For All Mankind co-creators talk about Season 5’s Mars set as the Apple TV series “becomes more sci-fi”

For All Mankind season 5 premiered on Apple TV+ on March 27.

The series is one of the strongest science fiction stories on Apple TV. The platform is not the biggest, so many people have not yet discovered it. The co-creators, Ben Nedivi and Matt Wolpert, push the show further into hard sci-fi by focusing on the massive expansion of the Happy Valley colony on Mars.

If you want to watch, pay close attention to the production design. The Mars mission control set is especially impressive. Every button has a clear purpose, and the details are carefully planned. The team behind the show works with great precision, even if most viewers do not notice the effort.

Continue reading more about the story.


For All Mankind: Ben Nedivi and Matt Wolpert speak about the Mars mission

The creators of the show spoke to Gizmodo regarding the 360-degree Mars mission control set in For All Mankind. They said,

“We are pretty sure we can actually launch a spaceship from this room. There’s not a button here that wasn’t thought through. Everything on these sets is thought through in terms of why it’s there, what purpose it serves, and that goes to almost every set on the show.”

The show will finish with its sixth season. By the time it ends, it will look very different from how it began. Each season moves forward about ten years, which changes the style of the series as well as the technology it represents. The story has moved quickly, and the design has shifted with each step. According to Ben, the series made it more challenging to keep the production design grounded. He said,

“It’s getting harder as the show becomes more science fiction. But this year is especially exciting because it’s the buildup of identity. People living on Mars, it’s a home. The fact that we’re able to tell that story and get to the end is incredible.”

Ben also said,

“For the history of the show, season one, mission control, the basis of everything was in Houston. And this is the first time our mission control, the center of operations, is on Mars. So building this set really represents where the show is, how the show has grown, how it’s evolved over the season. So we really felt like this is the place for you guys to see how the show has changed and evolved.”
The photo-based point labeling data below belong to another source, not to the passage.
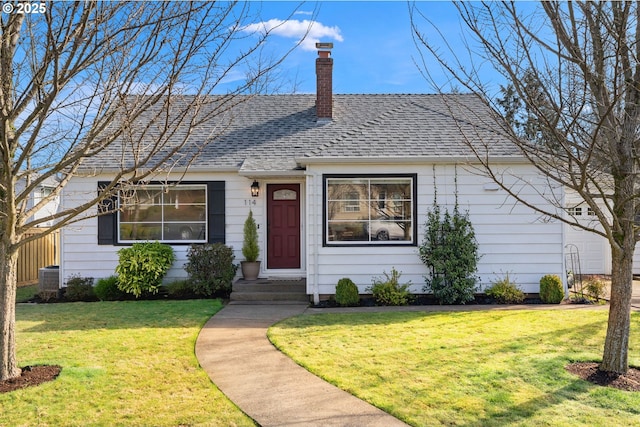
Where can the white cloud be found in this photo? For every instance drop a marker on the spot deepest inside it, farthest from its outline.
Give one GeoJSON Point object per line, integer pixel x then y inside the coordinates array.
{"type": "Point", "coordinates": [296, 30]}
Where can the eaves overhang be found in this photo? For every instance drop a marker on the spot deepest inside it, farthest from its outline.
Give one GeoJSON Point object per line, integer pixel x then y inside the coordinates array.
{"type": "Point", "coordinates": [512, 159]}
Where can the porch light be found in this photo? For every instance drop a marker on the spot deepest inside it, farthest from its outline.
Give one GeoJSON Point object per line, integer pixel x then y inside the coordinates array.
{"type": "Point", "coordinates": [255, 189]}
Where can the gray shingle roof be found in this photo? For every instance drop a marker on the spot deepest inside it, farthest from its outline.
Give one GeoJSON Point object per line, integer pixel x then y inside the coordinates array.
{"type": "Point", "coordinates": [269, 132]}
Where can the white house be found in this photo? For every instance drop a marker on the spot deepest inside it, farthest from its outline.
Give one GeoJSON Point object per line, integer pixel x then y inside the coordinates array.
{"type": "Point", "coordinates": [345, 182]}
{"type": "Point", "coordinates": [587, 252]}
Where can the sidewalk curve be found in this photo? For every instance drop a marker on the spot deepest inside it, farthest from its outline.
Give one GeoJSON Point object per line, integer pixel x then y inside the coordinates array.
{"type": "Point", "coordinates": [268, 386]}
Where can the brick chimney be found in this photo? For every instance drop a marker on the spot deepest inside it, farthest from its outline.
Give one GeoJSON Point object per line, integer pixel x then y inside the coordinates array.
{"type": "Point", "coordinates": [324, 81]}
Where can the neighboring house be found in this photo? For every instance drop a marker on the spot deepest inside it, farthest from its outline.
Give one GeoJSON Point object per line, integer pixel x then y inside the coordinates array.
{"type": "Point", "coordinates": [345, 182]}
{"type": "Point", "coordinates": [37, 195]}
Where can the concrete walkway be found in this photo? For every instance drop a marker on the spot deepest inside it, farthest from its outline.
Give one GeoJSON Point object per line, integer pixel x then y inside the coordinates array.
{"type": "Point", "coordinates": [234, 350]}
{"type": "Point", "coordinates": [268, 386]}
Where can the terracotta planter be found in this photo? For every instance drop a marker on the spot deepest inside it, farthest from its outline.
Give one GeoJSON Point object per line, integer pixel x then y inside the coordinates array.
{"type": "Point", "coordinates": [250, 270]}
For All Mankind: Mars as launch pad

Going beyond Mars would make it very hard to keep mission control linked to real technology. Since season 5 of For All Mankind takes place in the 2010s, the sixth season will move into the 2020s. This gives the creator many real examples to use if they want to update the mission control set.

For All Mankind has already been praised by a NASA astronaut for its accuracy, and the team will not want to lose that trust by making it too far removed from real science. For now, the creators are proud of how far the story has gone. Nedivi shared that Mars will act as a launch pad for exploring more about the solar system, including Jupiter and Saturn.